Measure - Spend The Time

Published: Thursday, November 9, 2017

When looking up measure in the dictionary, I was struck by one of the core definitions:

reach the required or expected standard; fulfill expectations

Admittedly, most of my work has had ambiguous or ill defined measures.  But as I am maturing as a leader, I have started looking for ways to measure what I am doing, either for myself, management, or the company.  Here are some lessons I am learning:

Anything can be measured

Don’t believe me, then check out the book “How To Measure Anything"!  This is a fantastic read that just gives plain common sense to measurement.  I now use ranges and confidence levels to communicate effectively as a measure.  For example, I was helping a couple of new developers come up to speed in the code base.  I started by asking them how long it would take to solve a problem that they knew nothing about.  After a couple of back and forth conversations, we were able to get a 90% confidence measure that it could be done between 1 and 3 days.  After all estimation is a measure.

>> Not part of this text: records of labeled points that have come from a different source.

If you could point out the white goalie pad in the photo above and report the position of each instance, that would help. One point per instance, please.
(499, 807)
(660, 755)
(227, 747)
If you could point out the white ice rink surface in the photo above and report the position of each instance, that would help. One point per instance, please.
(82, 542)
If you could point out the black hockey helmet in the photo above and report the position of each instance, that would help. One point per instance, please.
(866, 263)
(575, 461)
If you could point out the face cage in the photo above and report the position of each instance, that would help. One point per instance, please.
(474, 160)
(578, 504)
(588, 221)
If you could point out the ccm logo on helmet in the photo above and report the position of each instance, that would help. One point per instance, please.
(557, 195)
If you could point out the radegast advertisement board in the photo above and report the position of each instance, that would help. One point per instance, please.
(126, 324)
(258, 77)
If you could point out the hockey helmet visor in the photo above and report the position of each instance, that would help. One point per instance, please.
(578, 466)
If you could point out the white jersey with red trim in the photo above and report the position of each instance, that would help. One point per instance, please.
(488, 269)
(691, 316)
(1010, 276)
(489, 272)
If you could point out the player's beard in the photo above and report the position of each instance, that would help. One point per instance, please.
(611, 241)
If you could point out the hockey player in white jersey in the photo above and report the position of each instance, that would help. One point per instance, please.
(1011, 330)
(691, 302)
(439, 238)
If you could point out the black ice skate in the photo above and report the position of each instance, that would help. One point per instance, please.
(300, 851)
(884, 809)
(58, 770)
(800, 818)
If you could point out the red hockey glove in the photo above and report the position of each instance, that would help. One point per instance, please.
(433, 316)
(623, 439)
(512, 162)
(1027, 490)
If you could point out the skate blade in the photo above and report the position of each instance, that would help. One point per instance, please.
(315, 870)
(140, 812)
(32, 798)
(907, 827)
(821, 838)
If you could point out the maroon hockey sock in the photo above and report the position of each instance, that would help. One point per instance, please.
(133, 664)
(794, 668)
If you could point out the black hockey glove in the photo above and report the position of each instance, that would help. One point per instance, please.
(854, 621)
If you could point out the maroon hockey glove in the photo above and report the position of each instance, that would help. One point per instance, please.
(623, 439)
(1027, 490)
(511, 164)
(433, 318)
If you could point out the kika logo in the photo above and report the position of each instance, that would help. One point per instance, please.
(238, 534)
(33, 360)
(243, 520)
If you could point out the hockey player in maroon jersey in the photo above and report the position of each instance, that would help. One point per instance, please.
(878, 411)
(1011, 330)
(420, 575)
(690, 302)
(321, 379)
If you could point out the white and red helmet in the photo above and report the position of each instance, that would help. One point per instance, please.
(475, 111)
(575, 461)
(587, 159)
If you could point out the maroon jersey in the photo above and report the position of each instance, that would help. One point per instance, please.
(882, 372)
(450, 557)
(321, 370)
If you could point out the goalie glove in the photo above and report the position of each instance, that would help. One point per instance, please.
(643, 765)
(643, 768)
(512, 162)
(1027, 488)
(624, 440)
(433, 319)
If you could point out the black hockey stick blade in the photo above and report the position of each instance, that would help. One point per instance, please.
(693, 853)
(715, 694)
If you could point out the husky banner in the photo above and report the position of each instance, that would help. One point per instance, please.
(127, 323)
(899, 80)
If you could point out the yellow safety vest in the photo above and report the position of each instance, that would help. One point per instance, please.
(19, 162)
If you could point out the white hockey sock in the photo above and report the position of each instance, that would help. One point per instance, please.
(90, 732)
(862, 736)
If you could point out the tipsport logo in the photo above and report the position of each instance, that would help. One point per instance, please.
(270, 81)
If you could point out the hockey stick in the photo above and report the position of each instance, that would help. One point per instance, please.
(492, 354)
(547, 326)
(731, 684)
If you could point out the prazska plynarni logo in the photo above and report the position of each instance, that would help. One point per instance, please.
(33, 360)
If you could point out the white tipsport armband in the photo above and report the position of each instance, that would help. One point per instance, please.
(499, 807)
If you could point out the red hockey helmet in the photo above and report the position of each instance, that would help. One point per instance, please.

What doesn’t get measured, usually doesn’t get done

Everyone can relate to this statement who has to spend dollars and commit people, especially when planning.  You may get away with measures not being set the first time, but the next time you ask for the appropriate resourcing, you probably won’t get it unless you show a measured success.  This is why a lot of projects fail.  The don’t start with thinking about how to measure success at the beginning and track to it.  Instead, fuzzy ideas of success permeate through projects or initiatives.  I have personally changed my work style to get answer to the following measure questions:

  • Defining measures of success
    • This also means defining the quality
  • Understanding how those measures are going to be tracked
  • Figuring out both Leading and Lagging indicators of success
  • What will it cost to measure and is it worth it

I hope you will take time to measure.